Consider the following strategy of an airline for setting the ticket price for a certain route. At every price-setting opportunity:

  • if the other airline is charging $300 or more, or is not selling tickets on that flight, charge $300
  • if the other airline is charging between $200 and $300, charge the same price
  • if the other airline is charging $200 or less, choose randomly between the following three options with equal probability: matching that price, charging $300, or exiting the game by ceasing indefinitely to offer service on this route.

This is a Markov strategy because it does not depend on a history of past observations. It satisfies also the Markov reaction function definition because it does not depend on other information which is irrelevant to revenues and profits.

Assume now that both airlines follow this strategy exactly.

Assume that passengers always choose the cheapest flight and so if the airlines charge different prices, one of them gets zero passengers. (This kind of extreme simplification is necessary to get through the example but could be relaxed in a more thorough study.)

Then if each player assumes that the other player will follow this strategy, there is no higher-payoff alternative strategy for himself. If both airlines followed this strategy, it would form a Nash equilibrium.

A more complete specification of the game, including payoffs, would be necessary to show that these strategies can form a subgame-perfect Nash equilibrium. For illustration let us suppose however that they do. Then this is a Markov perfect equilibrium. The purpose of specifying it is not (usually) to claim that airlines follow exactly these strategies. rather, this is a model which can succeed in predicting the observed behavior that airlines often charge exactly the same price, when a supply/demand model (for example) would generally not predict that. Thus the model explains (or rationalizes) tacit collusion in an oligopoly with high profits.
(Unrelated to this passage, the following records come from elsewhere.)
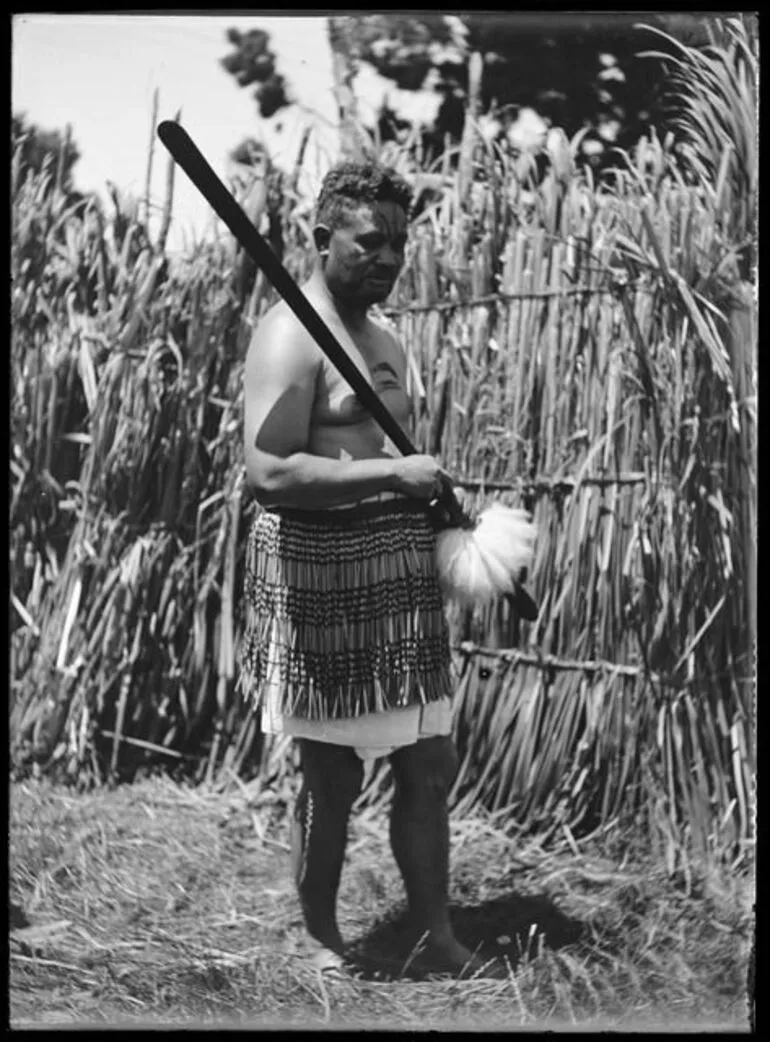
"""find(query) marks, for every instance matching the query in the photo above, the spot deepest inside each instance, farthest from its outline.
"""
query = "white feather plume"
(477, 565)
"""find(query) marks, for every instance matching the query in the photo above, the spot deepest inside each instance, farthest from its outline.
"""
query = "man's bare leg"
(331, 778)
(420, 839)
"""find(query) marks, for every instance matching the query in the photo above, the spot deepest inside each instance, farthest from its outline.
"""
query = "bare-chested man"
(346, 645)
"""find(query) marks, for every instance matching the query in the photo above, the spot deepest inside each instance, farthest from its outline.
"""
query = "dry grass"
(159, 904)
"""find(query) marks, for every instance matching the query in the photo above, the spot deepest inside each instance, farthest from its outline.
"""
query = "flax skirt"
(344, 615)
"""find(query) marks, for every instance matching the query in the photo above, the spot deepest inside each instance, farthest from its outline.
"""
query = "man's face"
(364, 255)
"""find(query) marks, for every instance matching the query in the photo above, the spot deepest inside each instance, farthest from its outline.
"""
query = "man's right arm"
(279, 386)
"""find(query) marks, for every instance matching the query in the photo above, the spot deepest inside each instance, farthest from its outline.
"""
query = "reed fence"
(576, 350)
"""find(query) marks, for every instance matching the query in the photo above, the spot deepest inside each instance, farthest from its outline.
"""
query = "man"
(346, 645)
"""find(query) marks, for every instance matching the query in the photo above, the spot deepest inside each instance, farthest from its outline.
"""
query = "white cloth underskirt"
(372, 735)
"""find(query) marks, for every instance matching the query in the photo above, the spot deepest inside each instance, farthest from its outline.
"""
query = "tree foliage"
(252, 61)
(35, 147)
(580, 72)
(577, 71)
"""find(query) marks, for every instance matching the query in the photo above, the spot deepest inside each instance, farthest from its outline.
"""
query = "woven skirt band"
(344, 614)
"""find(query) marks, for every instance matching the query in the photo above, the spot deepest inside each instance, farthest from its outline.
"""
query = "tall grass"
(584, 349)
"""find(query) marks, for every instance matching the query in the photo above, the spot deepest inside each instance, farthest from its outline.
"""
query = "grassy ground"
(163, 906)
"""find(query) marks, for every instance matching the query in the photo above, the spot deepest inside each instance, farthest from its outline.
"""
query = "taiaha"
(477, 561)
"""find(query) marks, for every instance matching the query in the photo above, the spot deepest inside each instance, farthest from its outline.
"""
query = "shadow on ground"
(512, 925)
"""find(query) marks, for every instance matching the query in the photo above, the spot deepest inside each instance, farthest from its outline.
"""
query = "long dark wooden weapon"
(447, 512)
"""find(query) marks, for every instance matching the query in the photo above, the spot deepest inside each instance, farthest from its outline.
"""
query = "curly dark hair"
(349, 184)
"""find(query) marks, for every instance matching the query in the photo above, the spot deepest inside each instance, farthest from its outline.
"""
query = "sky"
(99, 72)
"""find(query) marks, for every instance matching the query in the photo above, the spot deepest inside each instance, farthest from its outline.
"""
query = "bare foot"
(448, 956)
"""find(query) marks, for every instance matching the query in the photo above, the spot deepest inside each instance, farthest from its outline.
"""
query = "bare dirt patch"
(166, 906)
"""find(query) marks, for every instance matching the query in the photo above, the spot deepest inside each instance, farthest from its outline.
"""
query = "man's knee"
(426, 768)
(331, 769)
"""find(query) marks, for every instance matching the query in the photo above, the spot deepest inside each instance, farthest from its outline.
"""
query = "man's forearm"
(311, 481)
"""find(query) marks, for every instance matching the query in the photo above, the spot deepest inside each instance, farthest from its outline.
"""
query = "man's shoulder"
(280, 326)
(385, 329)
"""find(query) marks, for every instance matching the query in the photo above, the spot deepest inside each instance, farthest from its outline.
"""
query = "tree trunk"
(351, 135)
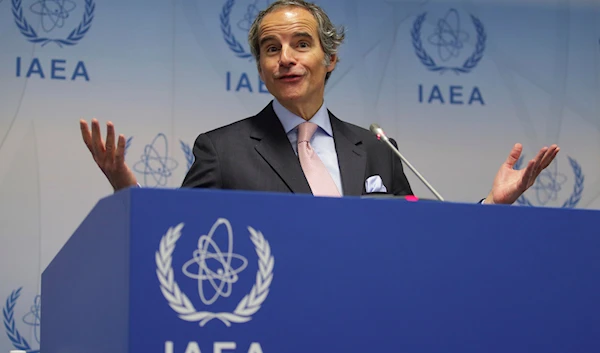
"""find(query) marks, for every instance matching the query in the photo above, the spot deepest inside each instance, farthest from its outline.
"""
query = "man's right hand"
(110, 158)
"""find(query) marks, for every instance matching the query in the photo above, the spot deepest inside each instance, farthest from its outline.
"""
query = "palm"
(510, 184)
(109, 158)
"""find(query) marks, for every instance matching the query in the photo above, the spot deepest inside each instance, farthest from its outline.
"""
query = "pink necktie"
(318, 177)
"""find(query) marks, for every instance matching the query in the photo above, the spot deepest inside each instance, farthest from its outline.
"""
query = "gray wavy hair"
(330, 36)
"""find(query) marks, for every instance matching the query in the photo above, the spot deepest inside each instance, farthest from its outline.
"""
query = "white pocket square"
(374, 184)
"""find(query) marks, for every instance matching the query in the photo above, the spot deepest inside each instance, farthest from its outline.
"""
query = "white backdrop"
(456, 83)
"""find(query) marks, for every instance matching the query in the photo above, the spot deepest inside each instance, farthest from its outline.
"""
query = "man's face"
(291, 57)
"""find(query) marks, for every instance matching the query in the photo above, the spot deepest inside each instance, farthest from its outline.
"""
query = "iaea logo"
(235, 21)
(550, 183)
(53, 15)
(239, 25)
(449, 39)
(55, 21)
(216, 269)
(31, 318)
(155, 164)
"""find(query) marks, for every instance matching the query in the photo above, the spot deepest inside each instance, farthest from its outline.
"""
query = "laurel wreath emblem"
(575, 197)
(180, 303)
(187, 151)
(233, 44)
(428, 61)
(9, 323)
(75, 36)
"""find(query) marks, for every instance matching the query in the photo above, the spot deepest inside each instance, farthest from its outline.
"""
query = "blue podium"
(192, 271)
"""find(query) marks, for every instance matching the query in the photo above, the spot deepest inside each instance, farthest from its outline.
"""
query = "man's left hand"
(510, 184)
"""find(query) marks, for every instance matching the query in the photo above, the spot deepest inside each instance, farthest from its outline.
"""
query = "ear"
(331, 66)
(260, 72)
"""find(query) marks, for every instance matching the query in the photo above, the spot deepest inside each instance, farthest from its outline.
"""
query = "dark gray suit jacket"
(255, 154)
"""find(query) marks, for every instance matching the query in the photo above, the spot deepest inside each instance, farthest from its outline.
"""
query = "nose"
(286, 57)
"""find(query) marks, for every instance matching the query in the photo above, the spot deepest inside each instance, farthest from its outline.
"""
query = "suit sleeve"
(400, 184)
(205, 172)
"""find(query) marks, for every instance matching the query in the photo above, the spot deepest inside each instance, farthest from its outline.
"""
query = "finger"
(97, 143)
(86, 134)
(549, 156)
(120, 155)
(110, 142)
(538, 161)
(514, 155)
(527, 177)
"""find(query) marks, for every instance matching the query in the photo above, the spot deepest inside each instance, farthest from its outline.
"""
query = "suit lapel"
(352, 159)
(275, 148)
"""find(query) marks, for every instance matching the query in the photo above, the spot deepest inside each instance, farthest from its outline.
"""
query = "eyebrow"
(295, 35)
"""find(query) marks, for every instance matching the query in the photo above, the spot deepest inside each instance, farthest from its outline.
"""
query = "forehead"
(287, 20)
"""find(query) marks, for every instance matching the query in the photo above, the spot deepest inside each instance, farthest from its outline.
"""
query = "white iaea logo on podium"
(218, 282)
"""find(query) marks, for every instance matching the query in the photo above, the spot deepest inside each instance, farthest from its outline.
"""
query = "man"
(295, 144)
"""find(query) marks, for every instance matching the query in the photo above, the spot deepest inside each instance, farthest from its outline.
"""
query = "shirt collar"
(290, 120)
The model makes predictions about the behaviors of the airlines if and when the equal-price outcome breaks down, and interpreting and examining these price wars is part of evaluating the accuracy of the Markov perfect model.[5] In contrasting to another model of tacit collusion, Maskin and Tirole identify an empirical attribute of such price wars: in a Markov strategy price war, "a firm cuts its price not to punish its competitor, [rather only to] regain market share" whereas in a supergame model a price cut may be a punishment to the other player (who perhaps broke the equilibrium with a price cut). The authors say the market share justification is closer to the usual empirical account than the punishment justification, ergo the Markov model predicts accurately.[6]

Analysis and discussion

Markov perfect equilibria are not stable with respect to small changes in the game itself. A tiny change to payoffs can discontinuously change the set of Markov perfect equilibria, because a state variable with a tiny effect on payoffs can be part of a Markov perfect strategy, but if its effect drops to zero, it cannot be included in a strategy; that is, such a change makes many strategies disappear from the set of Markov perfect strategies.

References

  1. ^ Tirole (1988) and Maskin and Tirole (1988)
  2. ^ Maskin and Tirole, 1988
  3. ^ We shall define a Markov Perfect Equilibrium (MPE) to be a subgame perfect equilibrium in which all players use Markov strategies. Eric Maskin and Jean Tirole. 2001. Markov Perfect Equilibrium. Journal of Economic Theory 100, 191-219. doi:10.1006/jeth.2000.2785, available online at http://www.idealibrary.com
  4. ^ Tirole (1988), p. 254
  5. ^ See for example Maskin and Tirole, p.571
  6. ^ Maskin and Tirole, 1988, p.592

Bibliography

  • Fudenberg, Drew, and Jean Tirole. 1991/1993. Game Theory, pp 501-2
  • Tirole, Jean. 1988. The Theory of Industrial Organization. Cambridge, MA: The MIT Press.
  • Maskin, Eric, and Jean Tirole. 1988. "A Theory of Dynamic Oligopoly: I & II" Econometrica 56:3, 549-600.